The Schwinger mechanism revisited

TL;DR

This paper clarifies the difference between the vacuum persistence probability rate and the actual fermion-antifermion pair production rate in an electric field, providing exact expressions and physical insights.

Contribution

It derives exact formulas for both the vacuum persistence rate and the pair production rate, showing they differ and explaining the physical reasons for this discrepancy.

Findings

The vacuum persistence rate w is given by the standard Schwinger series.

The pair production rate Γ is the first term of the series for w.

w and Γ differ physically and mathematically.

Abstract

The vacuum persistence probability, $P_{vac}(t)$, for a system of charged fermions in a fixed, external, and spatially homogeneous electric field, was derived long ago by Schwinger; $w = -log[P_{vac}(t)]/ (V t)$ has often been identified as the rate at which fermion-antifermion pairs are produced per unit volume due to the electric field.
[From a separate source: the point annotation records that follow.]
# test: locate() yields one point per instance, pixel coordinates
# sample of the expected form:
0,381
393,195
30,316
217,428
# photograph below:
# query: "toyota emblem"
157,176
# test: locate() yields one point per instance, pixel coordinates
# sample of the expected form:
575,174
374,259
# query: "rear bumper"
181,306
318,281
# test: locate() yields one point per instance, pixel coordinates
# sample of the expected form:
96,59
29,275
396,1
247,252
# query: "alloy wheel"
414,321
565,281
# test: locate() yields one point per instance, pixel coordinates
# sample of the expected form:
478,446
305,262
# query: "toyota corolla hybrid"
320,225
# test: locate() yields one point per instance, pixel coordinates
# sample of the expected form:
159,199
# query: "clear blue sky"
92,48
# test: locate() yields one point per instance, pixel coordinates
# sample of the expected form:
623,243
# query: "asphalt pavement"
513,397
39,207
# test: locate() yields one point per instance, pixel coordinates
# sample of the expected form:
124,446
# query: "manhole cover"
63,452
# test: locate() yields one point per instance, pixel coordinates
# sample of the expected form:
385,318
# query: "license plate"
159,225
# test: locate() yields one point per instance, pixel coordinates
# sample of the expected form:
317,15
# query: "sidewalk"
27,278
In this paper, we separately compute exact expressions for both $w$ and for the rate of fermion-antifermion pair production per unit volume, $\Gamma$, and show that they differ. While $w$ is given by the standard Schwinger mechanism result $w$, an infinite series, the pair production rate, $\Gamma$, is just the first term of that series. Our calculation is done for a system with periodic boundary conditions in the $A_0=0$ gauge but the result should hold for any consistent set of boundary conditions. We discuss, the physical reason why the rates $w$ and $\Gamma$ differ.